An artistic representation of what the ancient beaver may have looked like. Photo by University of Nebraska, Lincoln
SAN JUAN, N.M., Oct. 5 (UPI) -- In millennia following the departure of the dinosaurs -- brought on by a combination of asteroids, earthquakes and massive lava flows -- one creature was able to weather the storm.
According to a new study published in the journal Zoological, a small beaver-like rodent (Kimbetopsalis simmonsae) was one of the first species to fill the ecological void left by the dinosaurs' extinction.
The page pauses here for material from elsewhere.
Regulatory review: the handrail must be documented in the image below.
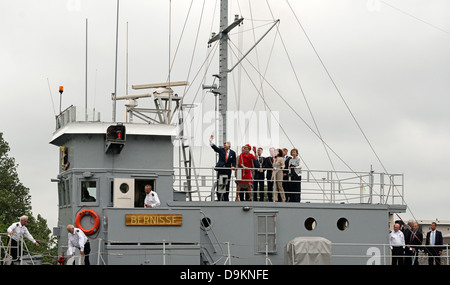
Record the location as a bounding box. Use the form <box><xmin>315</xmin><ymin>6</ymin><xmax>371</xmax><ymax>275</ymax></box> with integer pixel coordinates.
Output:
<box><xmin>174</xmin><ymin>167</ymin><xmax>405</xmax><ymax>205</ymax></box>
The newly discovered K. simmonsae fossil, unearthed by paleontologists in New Mexico, is helping scientists better understand the geologic gap between the fall of dinos and the rise of mammals known as the Cretaceous-Tertiary (K-T) boundary.
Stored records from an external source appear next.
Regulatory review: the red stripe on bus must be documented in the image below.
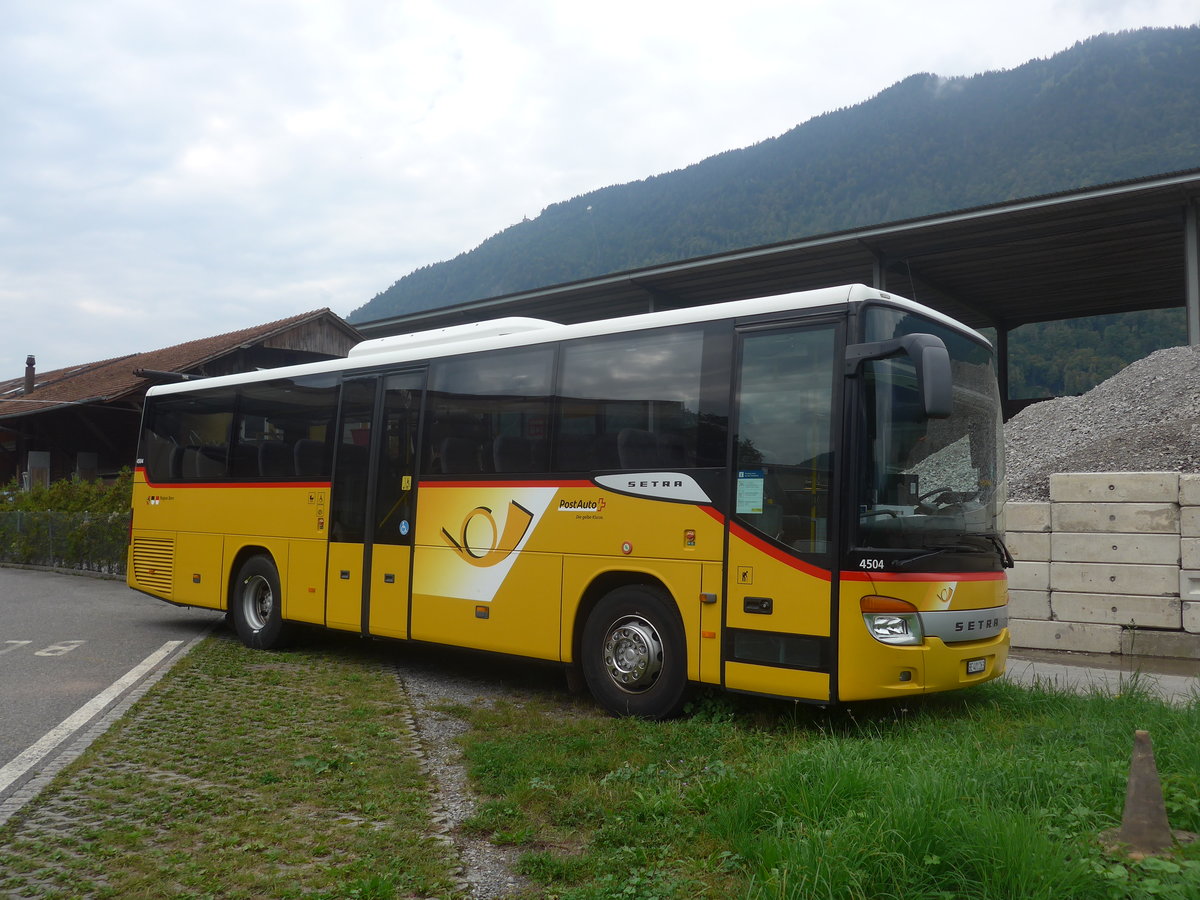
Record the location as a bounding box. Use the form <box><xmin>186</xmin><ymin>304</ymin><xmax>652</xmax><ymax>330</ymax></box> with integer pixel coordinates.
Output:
<box><xmin>418</xmin><ymin>479</ymin><xmax>604</xmax><ymax>491</ymax></box>
<box><xmin>145</xmin><ymin>479</ymin><xmax>330</xmax><ymax>491</ymax></box>
<box><xmin>730</xmin><ymin>522</ymin><xmax>833</xmax><ymax>581</ymax></box>
<box><xmin>841</xmin><ymin>571</ymin><xmax>1007</xmax><ymax>581</ymax></box>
The prehistoric beaver and his relatives, part of a group called multituberculates, made their first appearance 100 million years ago, living alongside the dinosaurs. Researchers say the creatures flourished in the absence of dinosaurs, but died our 35 million years ago, replaced by modern rodents.
"We could think of Kimbetopsalis as a primeval beaver, which lived only a few hundred thousand years after the asteroid impact that killed the dinosaurs," study co-author Steve Brusatte, a researcher at University of Edinburgh, said in a press release. "The asteroid caused apocalyptic environmental change, but it seems like mammals began to recover pretty quickly afterwards."
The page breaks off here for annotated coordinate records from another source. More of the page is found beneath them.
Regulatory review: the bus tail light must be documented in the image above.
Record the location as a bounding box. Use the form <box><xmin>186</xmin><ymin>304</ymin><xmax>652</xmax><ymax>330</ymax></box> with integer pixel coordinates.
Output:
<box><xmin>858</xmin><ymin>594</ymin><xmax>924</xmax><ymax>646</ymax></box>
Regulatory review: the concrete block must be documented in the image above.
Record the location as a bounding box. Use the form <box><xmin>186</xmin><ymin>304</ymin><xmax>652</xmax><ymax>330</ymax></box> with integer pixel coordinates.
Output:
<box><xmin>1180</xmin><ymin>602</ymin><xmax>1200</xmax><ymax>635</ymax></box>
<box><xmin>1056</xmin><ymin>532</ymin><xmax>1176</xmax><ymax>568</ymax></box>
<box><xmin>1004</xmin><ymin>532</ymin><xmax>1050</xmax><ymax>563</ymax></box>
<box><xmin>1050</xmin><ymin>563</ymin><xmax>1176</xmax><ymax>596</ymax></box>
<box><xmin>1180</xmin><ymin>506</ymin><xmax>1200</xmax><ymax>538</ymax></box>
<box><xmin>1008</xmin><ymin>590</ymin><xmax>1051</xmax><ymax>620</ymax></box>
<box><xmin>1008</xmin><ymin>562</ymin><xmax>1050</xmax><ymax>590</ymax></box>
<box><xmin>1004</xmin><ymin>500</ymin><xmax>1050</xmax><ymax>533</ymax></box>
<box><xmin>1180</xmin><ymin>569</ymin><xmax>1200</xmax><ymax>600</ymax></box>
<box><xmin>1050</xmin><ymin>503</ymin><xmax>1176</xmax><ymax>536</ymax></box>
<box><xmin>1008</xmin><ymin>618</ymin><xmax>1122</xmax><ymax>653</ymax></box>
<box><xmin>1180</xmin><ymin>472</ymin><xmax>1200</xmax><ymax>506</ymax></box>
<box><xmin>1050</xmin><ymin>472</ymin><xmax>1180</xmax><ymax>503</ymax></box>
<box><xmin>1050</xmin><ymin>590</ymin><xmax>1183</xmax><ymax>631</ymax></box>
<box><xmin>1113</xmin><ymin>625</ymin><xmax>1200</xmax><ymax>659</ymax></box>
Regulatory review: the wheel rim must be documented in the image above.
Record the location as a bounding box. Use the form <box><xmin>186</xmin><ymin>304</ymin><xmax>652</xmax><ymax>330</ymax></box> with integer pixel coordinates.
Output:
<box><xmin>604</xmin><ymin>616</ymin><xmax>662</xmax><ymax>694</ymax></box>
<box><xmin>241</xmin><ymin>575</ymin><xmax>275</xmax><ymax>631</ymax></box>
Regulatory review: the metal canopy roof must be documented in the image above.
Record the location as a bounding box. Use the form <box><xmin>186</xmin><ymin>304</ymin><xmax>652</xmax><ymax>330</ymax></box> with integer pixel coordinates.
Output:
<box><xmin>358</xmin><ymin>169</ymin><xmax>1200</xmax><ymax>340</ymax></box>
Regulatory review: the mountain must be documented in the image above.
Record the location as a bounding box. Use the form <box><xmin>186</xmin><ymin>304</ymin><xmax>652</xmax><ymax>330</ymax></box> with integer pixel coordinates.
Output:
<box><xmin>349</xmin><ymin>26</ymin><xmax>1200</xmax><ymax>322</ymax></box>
Their beaver's teeth -- accented by sharp incisors and molars with lots of cusps -- helped it eat a variety of vegetation. For a brief period of time, after dinosaurs left the stage 66 million years ago, these prehistoric beavers and their rodent-like relatives were the largest animals on earth. Most measured no more than three feet in length.
"It's interesting that this odd, now extinct group, was among the few to survive the mass extinction and thrive in the aftermath," commented Thomas Williamson, a researcher with the New Mexico Museum of Natural History and Science. "It may be because they were among the few mammals that were already well-suited to eating plants when the extinction came."
Ancient rodents weren't the only animals to flourish in the wake of the dinosaurs' extinction, just some of the earliest. As the climate returned to normal, hoofed animals, marsupials, bats and early primates began to appear in the geologic period known as the Palaeogene.
The fossil's discovery and analysis involved the collaboration of scientists from New Mexico, the University of Nebraska and the University of Edinburgh, in Scotland.